After spending the better part of 16 years living on Long Island, I’ve come to think that it’s not so much the Yankees people hate as their fans.
Oh sure, it’s impossible not to direct scorn at Alex Rodriguez (it cannot be said enough: for sheer unintentional hilarity, there is nothing funnier than the sight of A-Rod on the fringe of a Yankees celebration or brawl, desperately looking for someone to hug or a couple bodies to pry apart). The cool corporateness of Derek Jeter long ago grew old, as did his penchant for the overly dramatic (seriously, he could have made that catch against the Sox in ’04 without crashing into the seats and bloodying up his legend) and the overwrought praise that means he is still overrated despite his MVP-caliber season (and by MVP-caliber, I mean he’s in the race to finish second behind Joe Mauer). And don’t get us going on Joe Girardi.
In addition, the Yankees’ off-season spending spree—conducted one winter after Brian Cashman preached financial restraint and patience with the Yankees’ prospects and in the middle of the worst economy in nearly 80 years—hasn’t exactly endeared them to the fans of the other 29 teams, many of whom are more steadfast than ever in believing baseball’s famously unbalanced playing field needs to be fixed with a salary cap.
But while those are all valid reasons to root, root, root for whomever the Yankees are playing, I’m more certain than ever, following the reaction to the Yankees clinching the division title, that loathing the Yankees is all about schadenfreude directed at their largely insufferable fan base.
To hear, see and read (via Facebook status updates) these fans celebrating the division title is to think they’d just been freed of the world’s greatest burden, that they were some kind of bastard product of a mad scientist who spliced together the DNA of fans of the Chicago Cubs and Cleveland Browns and threw in a little bit of Los Angeles Clippers DNA just because he was feeling particularly sadistic.

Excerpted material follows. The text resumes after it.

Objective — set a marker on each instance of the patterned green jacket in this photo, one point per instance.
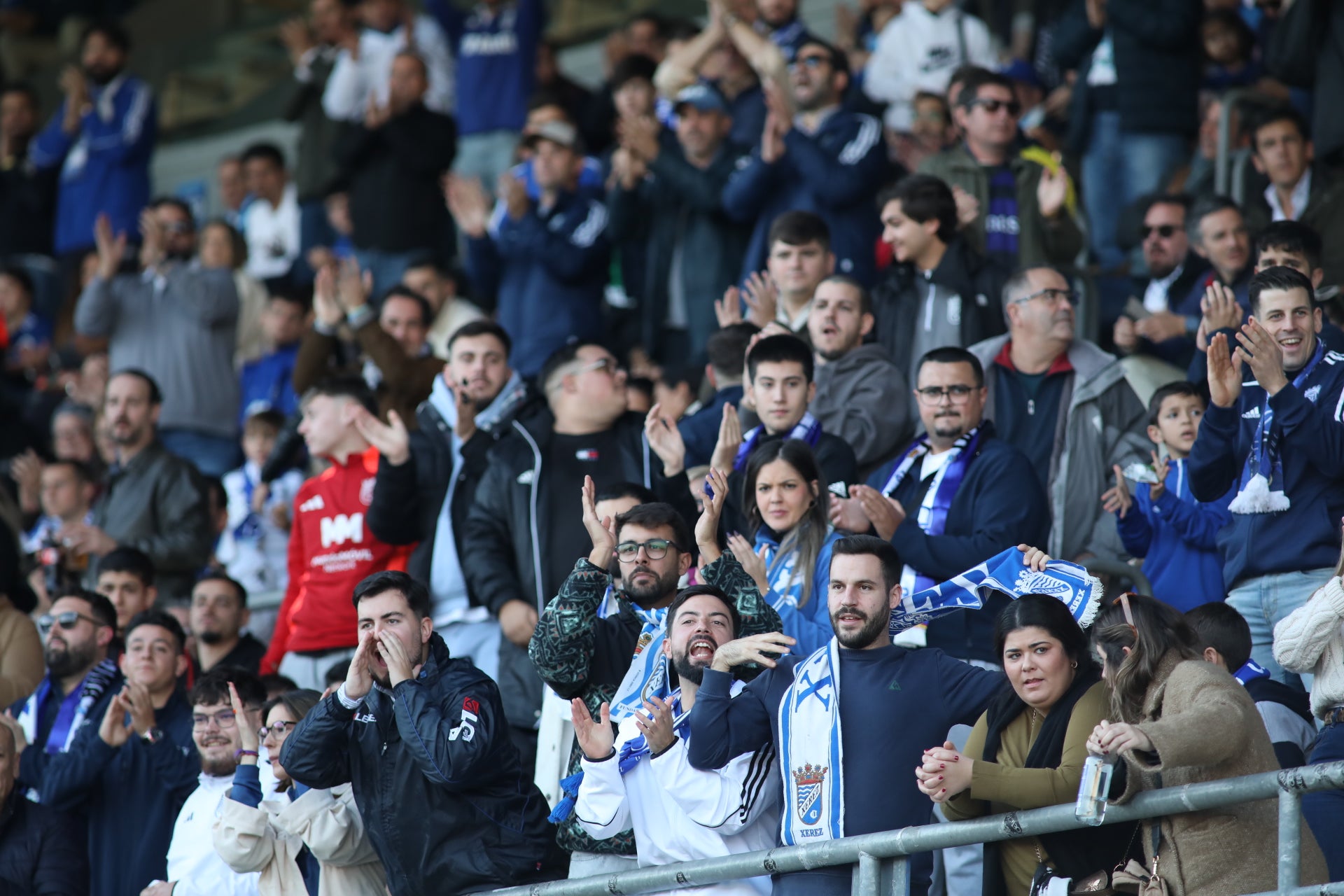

But no, it’s just an overwhelming sense of entitlement that has most of these fans declaring, without any trace of irony, that a great drought is over now that the Yankees are AL East champs for the first time since 2005.
“We’ll get to the Yankees as they finally celebrated that elusive division title,” said Mike Francesa, the noted Yankees fan and always-tolerable WFAN afternoon drive host on his WNBC late-night show Sunday.
Even my wonderful wife, who is the sanest Yankees fan I’ve ever known, went to the game and walked in the door singing “We Are The Champions.” A little early, dear? Invest more than $200 million in a team and it should win the division (at least until the Mets up their payroll to $200 million), at the very least.
If you think this is bad, you should mention 1982 through 1994 to a Yankees fan. To hear their tales of those 13 consecutive playoff-less seasons is to think they walked across a desert carrying multiple appliances on their backs. Don Mattingly is their Sisyphus, destined to push a giant rock up a hill while wrecking his back in the process.
Look, the night Roger Clemens struck out 20 batters for the first time, I was listening to my Walkman as Claude Lemieux snuck the game-winner past Mike Liut to lift the Canadians past the Hartford Whalers in overtime of Game Seven of the Adams Division Finals. Don’t talk to me about suffering, OK?!
Yankees fans also have this annoying habit this season of trying to paint their favorite team as a scrappy, overcoming-the-odds bunch. Sure, the Yankees have produced a major league-best 49 comeback wins as well as 14 walk-off wins at the new House That Nobody Can Afford To Enter. But fans who root for teams with a $202 million payroll have absolutely no right to declare they’re cheering for some kind of plucky outfit. Come to think of it, NO professional team, outside of maybe the Major Lacrosse League, is a plucky outfit, regardless of payroll, but if you want to root for the plucky Twins this week, I won’t argue.
I can almost understand the goofy giddiness over the seemingly improved Yankees chemistry, seeing as how that clubhouse has been dominated by dour, no-fun-allowed personalities such as Jeter, Jorge Posada and Paul O’Neill. But let’s face it: A.J. Burnett’s celebratory pies in the face would be a lot more entertaining coming from a pitcher who didn’t fill much of the fandom with a giant sense of impending doom.
Speaking of that impending doom, and the Twins, if you’re hoping to derive pleasure from the misery of Yankees fans, you should be rooting like hell for the Tigers to hold off the Twins, because Justin Verlander in Game One against CC Sabathia and his miserable postseason resume is the one shot David has against Goliath. More on the Yankees’ still-shallow starting pitching next week, as well as the other historical trends that suggest the Yankees’ Biblical championship drought is going to extend at least another year. In the meantime, remember: It’s not the Yankees, it’s their fans.
How did I miss this post? Right on Beach!